In the summer of 1992, the FCC ordered the two applicants to share the frequency. Both applicants rejected the regulator's plan that the stations should use the frequency on alternating days. By February 1993, they had negotiated the current time-sharing arrangement. KOOP also agreed to lease tower space from University station for $10,000 a year, for up to five years. Because the two stations were sharing the frequency, neither was eligible for a noncommercial radio equipment grant from the US Department of Commerce.

==Fires==
In early 2006, KOOP's 304 E. Fifth Street studio was hit by two fires. On January 6 a fire caused significant smoke damage; the station suspended operation for just five days and sought a new home. Before a site could be found, a second fire occurred on February 4 which destroyed KOOP's building and three adjacent structures that housed artist studios and a nightclub. Both fires were declared accidental. The first was blamed on careless smoking by a neighbor; the second, on the nightclub's faulty heating and air conditioning unit.

The February fire knocked KOOP off the air for 17 days, during which time KVRX covered its sister station's hours, as it had following the original fire. KOOP resumed broadcasting on February 21 from studios at the city's classical music station KMFA. By the end of 2006, KOOP had found new quarters at 3823 Airport Boulevard, where it built two broadcast studios, two production rooms, a music library, meeting space and offices. The station began broadcasting from the facility on December 9, 2006.

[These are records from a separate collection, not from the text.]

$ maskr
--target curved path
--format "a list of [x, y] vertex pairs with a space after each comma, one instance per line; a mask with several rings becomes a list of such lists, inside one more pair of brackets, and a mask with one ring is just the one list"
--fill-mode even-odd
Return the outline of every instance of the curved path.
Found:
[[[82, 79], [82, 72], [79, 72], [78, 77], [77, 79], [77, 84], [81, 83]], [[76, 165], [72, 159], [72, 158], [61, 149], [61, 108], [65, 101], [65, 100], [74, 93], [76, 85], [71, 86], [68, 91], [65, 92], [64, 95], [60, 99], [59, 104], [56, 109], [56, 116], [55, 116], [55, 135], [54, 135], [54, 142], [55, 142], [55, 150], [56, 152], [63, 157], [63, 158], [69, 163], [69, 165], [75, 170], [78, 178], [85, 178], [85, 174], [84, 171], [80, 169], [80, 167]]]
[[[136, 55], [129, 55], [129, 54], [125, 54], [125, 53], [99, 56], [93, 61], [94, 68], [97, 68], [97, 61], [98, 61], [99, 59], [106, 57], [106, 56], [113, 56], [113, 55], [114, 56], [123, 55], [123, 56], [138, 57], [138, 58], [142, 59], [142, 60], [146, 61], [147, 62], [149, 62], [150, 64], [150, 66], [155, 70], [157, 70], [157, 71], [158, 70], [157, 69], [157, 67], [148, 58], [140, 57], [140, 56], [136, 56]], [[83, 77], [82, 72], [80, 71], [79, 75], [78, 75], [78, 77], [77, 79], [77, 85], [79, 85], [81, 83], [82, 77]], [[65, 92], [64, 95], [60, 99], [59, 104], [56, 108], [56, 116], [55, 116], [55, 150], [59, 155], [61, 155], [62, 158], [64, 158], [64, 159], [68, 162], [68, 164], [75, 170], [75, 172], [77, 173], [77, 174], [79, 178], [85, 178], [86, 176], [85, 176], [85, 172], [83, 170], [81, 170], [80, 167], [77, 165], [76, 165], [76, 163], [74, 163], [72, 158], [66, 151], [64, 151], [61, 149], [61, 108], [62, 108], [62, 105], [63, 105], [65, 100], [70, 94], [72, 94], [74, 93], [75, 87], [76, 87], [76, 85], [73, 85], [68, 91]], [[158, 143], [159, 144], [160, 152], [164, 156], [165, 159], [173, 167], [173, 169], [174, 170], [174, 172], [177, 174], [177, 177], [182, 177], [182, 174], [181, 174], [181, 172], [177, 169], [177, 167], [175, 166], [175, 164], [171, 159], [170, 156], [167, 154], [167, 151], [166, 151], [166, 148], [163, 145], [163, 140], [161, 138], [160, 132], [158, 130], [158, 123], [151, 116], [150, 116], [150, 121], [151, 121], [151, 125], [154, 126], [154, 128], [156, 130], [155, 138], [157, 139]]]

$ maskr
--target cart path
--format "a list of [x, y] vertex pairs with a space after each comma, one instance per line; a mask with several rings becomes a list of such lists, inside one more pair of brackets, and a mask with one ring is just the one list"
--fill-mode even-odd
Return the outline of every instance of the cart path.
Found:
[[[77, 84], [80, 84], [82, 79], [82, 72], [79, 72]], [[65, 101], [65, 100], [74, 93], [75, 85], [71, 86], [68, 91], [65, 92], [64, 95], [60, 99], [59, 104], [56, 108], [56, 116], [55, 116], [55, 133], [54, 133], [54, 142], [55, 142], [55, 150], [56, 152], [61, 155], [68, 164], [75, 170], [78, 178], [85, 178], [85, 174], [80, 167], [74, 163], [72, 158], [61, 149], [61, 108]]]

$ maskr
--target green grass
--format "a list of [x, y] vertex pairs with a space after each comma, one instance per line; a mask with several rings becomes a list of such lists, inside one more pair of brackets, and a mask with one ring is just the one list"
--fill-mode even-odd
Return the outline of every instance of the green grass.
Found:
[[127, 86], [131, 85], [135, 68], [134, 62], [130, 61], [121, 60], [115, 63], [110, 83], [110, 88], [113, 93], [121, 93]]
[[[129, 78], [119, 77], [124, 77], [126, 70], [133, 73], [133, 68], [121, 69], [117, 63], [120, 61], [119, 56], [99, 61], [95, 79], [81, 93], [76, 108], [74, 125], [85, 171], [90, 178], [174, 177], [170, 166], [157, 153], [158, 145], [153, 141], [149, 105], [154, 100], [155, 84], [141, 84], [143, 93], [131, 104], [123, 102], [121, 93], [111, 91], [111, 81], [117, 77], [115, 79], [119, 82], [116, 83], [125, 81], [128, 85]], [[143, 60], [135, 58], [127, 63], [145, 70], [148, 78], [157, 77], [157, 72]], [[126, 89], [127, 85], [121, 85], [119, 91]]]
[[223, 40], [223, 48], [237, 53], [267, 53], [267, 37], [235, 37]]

KOOP had been broadcasting from its new home for less than 13 months when it suffered yet another blaze. On January 5, 2008, a fire swept through the Airport Boulevard studios, causing an estimated $300,000 damage. Austin fire officials declared the incident arson and within weeks charged a former station volunteer, Paul Webster Feinstein, with setting the blaze. According to investigators, Feinstein had quit a month earlier following a dispute over the music lineup for the station's overnight webstream. On June 12, 2009, Feinstein pleaded guilty to setting the 2008 fire, and was sentenced to ten years imprisonment; however, as part of a plea agreement, Feinstein would serve 120 days at the Texas State Prison in Huntsville, pay $134,000 restitution, serve 10 years probation upon release from prison, plus community service, and undergo counseling.

The station was back on the air within a few weeks, using studio space donated by Entercom Austin, which owns three of the city's commercial stations. KOOP returned to its Airport Boulevard studio in September 2008.